Bapaknya Musa Hafidz cilik misalnya.

Entahlah...

Aku hanya berpikir, mengapa pernyataan itu tidak dibalik saja logikanya?

"Orang yang melejit secara dunia, biasanya tidak pandai dalam hal agama."

Kenal banyak orang yang seperti itu?

Iya, aku mendapati banyak orang seperti itu.

Di balik jendela

---

Pernyataan seorang teman itu membuatku bingung dan bertanya,

"Aku harus menjadi orang yang seperti apa?"

Di satu sisi, aku melihat orang yang belajar agama, mungkin bukan maksud mereka untuk tidak mengejar dunia,

tetapi karena mereka memang tidak punya waktu untuk membagi prioritas mengejar dunia dibandingkan dengan waktu untuk belajar agama.

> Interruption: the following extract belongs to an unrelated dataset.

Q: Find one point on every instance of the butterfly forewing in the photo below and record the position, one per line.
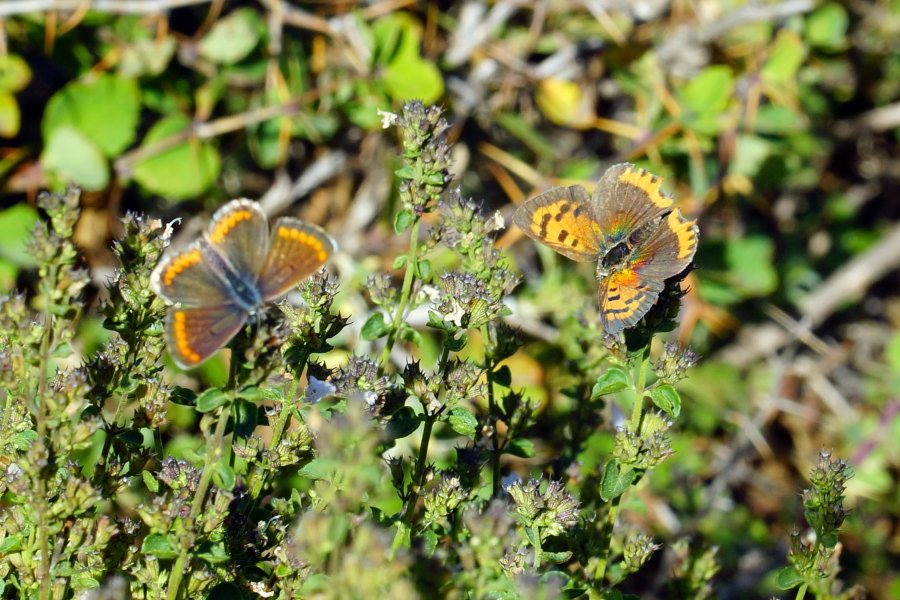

Tapi di sisi lain, aku juga tidak terima jika orang yang pandai dalam hal agama dibilang tidak prestatif dalam kacamata dunia.

Hmm...

Kacamata pandai agama bagiku bukan hanya tetang sudah hijrah dan berpenampilan syar'i,

lebih dari itu.

Pandai dalam agama bagiku adalah jika dia bisa bahasa Arab, belajar musthalah hadist, menguasai ushul fiqih, dan hal yang berkaitan dengan keilmuan agama islam.

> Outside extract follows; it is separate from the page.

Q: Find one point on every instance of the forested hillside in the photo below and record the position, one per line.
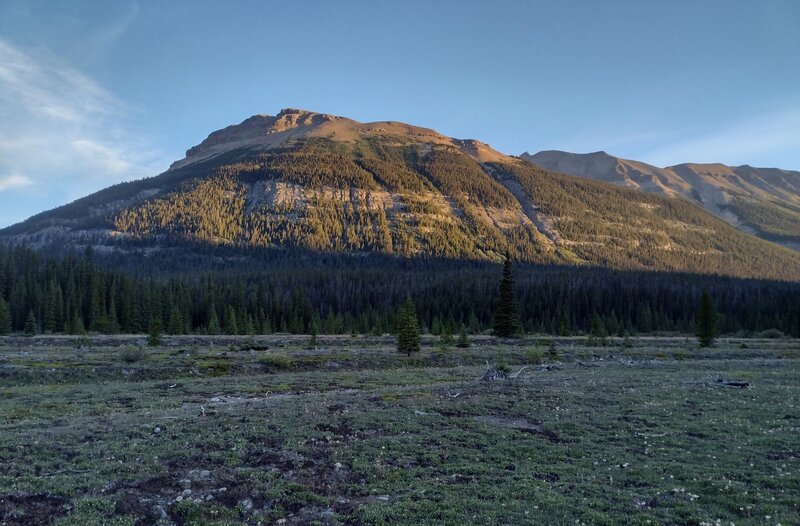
(265, 291)
(302, 180)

Adapun mereka yang sudah hijrah dan berpenampilan syar'i saja, belum bisa dikatakan pandai dalam agama bagiku.

Meja baca

---

Aku mengetahui ada beberapa perempuan yang menjadi idola di tengah kehidupan media sosial.

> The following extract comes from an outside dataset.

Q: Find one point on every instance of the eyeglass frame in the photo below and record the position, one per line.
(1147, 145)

Pintar, cantik, S3 luar negeri, dan juga berpenampilan syar'i.

Aku mengetahui juga ada seorang dokter muda yang menjadi idola di kalangan remaja hijrah,

karena pintar, cantik, dan berpenampilan syar'i juga.

Lantas, apakah aku ingin menjadi seperti itu?

Berpenampilan islami, terlihat pandai dalam hal agama karena pakaian syar'i, lalu punya pengaruh karena prestatif secara duniawi.

Udara segar

---

Setelah berdiskusi panjang dengan diriku sendiri,

aku menemukan jawaban bahwa aku ingin diriku ini lebih dari hanya terlihat pandai dalam hal agama karena berpakaian syar'i,

aku ingin benar-benar pandai dalam hal agama,

bukan hanya terlihat.

Aku ingin belajar ilmu-ilmu alat, aku ingin membaca kitab-kitab para 'ulama dalam bahasa Arab, aku ingin punya karya untuk agama ini.

Dan mungkin, waktu yang aku prioritaskan ini akan membuat aku tidak punya cukup waktu untuk mengejar prestasi dunia.

---

Baik, adakah hal yang salah dengan keinginanku tersebut?

Setelah aku gali lebih lanjut dengan diskusi dengan suami,

mengapa waktu yang aku miliki tidaklah cukup untuk mengejar keduanya (ilmu agama dan prestasi dunia),

karena aku tidaklah dibesarkan sebagaimana pendahulu dibesarkan.

---

Orang-orang di zaman itu, seperti Al Khawarizmi dan Ibnu Sina, secara default sudah pandai dalam hal agama, karena memang itu hal mendasar yang diajarkan untuk mereka.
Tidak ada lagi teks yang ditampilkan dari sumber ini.